職場で信頼関係を築くにはどうすればいいのか。会員数約1500社のビジネスコミュニティを主宰する小阪裕司氏は、「私生活のささいな情報を話すといい。自己開示をすることで心の距離が縮まり、仕事にいい影響をもたらす」という――。
身の回りの出来事を話すと対話がスムーズになる
「昨日から今日にかけてあった出来事のなかで、良かったこと・新しかったことを何か見つけて、1分間で話してください」――そう言われて、今あなたの頭にはどんなことが浮かんできただろうか? 私はこの問いかけを長年にわたってセミナーなどで行い、参加した方々に語り合ってもらっているが、そこで話される内容はおよそささいなことだ。
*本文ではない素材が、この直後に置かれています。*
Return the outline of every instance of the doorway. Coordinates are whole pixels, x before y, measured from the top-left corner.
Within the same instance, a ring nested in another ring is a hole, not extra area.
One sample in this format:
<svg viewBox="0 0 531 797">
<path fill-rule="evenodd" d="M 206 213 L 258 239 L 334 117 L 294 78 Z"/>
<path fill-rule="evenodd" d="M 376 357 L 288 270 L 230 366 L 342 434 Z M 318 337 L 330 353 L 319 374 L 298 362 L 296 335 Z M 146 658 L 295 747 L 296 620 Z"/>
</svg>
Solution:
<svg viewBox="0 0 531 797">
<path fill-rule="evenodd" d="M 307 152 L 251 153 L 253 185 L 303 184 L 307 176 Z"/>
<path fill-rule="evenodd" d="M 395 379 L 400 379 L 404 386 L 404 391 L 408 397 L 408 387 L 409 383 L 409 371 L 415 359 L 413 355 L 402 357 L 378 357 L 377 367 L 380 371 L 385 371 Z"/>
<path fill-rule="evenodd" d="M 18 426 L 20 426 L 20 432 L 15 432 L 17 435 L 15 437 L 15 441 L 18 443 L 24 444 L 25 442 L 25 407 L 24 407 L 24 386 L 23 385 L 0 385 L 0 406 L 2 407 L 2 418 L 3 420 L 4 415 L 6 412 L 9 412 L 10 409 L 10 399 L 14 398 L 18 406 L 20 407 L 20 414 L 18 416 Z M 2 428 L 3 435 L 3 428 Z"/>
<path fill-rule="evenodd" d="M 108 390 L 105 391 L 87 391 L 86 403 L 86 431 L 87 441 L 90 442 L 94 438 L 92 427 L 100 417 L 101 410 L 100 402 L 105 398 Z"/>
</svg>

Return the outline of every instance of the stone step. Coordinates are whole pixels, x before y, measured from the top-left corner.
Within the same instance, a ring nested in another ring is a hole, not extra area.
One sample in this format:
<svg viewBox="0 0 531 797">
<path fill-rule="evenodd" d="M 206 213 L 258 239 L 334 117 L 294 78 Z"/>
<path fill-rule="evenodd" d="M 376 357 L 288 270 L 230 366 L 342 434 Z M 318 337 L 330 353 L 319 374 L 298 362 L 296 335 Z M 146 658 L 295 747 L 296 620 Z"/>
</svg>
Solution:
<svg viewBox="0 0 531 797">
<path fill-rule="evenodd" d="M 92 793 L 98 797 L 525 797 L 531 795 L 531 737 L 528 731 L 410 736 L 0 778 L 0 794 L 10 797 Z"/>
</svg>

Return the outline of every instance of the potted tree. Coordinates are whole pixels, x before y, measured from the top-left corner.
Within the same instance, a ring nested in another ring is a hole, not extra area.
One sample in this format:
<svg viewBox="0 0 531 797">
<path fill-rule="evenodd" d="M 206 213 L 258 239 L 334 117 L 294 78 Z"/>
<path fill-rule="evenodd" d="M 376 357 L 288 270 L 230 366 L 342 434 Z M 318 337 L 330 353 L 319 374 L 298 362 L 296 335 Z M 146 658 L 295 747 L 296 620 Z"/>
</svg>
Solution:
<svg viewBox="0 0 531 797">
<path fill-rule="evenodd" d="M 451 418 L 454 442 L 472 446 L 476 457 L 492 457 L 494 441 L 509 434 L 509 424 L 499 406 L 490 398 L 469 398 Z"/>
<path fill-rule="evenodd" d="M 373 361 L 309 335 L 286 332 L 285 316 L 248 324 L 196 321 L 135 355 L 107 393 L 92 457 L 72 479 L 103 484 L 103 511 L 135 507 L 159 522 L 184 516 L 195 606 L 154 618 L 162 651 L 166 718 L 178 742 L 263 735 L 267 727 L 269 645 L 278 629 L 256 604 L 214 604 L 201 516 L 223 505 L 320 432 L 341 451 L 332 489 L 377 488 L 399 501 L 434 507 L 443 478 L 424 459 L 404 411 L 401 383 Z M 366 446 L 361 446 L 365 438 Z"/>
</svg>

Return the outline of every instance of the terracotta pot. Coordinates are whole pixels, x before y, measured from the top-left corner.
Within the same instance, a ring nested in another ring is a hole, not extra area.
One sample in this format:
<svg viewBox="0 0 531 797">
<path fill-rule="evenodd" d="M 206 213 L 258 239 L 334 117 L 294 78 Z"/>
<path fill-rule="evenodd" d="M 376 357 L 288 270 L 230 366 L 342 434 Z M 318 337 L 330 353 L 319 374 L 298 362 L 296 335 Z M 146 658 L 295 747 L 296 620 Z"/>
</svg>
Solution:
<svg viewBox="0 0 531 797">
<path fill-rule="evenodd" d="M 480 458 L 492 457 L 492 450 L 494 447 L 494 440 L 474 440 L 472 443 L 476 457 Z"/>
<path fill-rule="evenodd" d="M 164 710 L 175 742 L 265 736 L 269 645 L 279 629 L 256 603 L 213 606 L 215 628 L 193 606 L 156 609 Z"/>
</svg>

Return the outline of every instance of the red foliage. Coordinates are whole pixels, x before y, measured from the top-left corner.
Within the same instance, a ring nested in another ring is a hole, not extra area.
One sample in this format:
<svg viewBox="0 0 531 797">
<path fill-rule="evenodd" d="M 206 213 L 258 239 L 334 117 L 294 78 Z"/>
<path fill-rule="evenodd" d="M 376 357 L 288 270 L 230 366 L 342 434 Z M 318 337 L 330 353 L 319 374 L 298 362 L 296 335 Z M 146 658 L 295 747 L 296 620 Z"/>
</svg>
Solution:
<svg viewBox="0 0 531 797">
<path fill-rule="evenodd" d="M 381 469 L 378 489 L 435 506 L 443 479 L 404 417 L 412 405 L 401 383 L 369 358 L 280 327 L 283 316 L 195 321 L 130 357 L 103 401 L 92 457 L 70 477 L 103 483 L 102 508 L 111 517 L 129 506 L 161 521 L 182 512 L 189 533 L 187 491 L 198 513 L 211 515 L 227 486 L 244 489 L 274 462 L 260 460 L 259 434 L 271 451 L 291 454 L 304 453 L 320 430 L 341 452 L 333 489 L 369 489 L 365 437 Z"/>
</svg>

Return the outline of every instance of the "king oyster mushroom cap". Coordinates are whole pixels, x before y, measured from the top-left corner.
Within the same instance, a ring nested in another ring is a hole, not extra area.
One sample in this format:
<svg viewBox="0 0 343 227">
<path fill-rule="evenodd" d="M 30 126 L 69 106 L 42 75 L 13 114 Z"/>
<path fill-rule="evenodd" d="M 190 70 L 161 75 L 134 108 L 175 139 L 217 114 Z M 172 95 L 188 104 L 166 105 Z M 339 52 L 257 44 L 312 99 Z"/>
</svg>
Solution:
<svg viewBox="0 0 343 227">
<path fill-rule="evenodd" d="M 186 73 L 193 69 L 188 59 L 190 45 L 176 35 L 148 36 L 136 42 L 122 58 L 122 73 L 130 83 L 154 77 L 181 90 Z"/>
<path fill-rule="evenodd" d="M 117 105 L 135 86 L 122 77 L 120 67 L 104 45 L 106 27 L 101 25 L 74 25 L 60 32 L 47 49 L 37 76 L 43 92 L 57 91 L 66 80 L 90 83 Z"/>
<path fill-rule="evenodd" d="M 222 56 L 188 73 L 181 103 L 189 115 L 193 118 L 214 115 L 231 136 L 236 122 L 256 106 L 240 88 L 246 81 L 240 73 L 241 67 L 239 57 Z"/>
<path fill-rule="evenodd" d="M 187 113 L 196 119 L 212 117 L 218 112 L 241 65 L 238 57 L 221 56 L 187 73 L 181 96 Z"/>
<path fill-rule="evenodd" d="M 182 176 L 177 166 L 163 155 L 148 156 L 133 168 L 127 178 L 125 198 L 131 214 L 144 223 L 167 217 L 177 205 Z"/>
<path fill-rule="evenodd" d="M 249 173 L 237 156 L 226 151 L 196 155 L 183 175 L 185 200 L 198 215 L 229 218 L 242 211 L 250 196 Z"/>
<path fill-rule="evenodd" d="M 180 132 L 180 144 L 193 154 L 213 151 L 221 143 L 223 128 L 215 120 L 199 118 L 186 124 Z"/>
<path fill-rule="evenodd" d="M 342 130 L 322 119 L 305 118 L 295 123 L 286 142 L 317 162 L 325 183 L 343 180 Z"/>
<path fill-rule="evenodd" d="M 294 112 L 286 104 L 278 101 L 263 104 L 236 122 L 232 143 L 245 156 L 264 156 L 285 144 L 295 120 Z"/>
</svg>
例えば、「自分は最近家庭菜園に凝っているが、昨日、新しくまいた種の芽が出た」とか「昨日までキャンプに行ってたんだけど、雨に降られなくてよかった」などのもの。話は1分、内容はその程度なのだが、例えばセミナーの冒頭でグループごとにこれを行うと、そのグループはその後のセミナー中、とてもスムーズに対話できるようになる。これは、“自己開示”の効果である。
自己開示は人と人との距離を縮める。われわれが“自己開示情報”と呼んでいるものがそこでの媒介となるが、私のよく知るお店や会社は、自己開示情報の積極的かつ継続的な発信をお客さんに対して行う。一般消費者でも、法人でもだ。狙いは、互いの距離を縮め、関係性をつくることだ。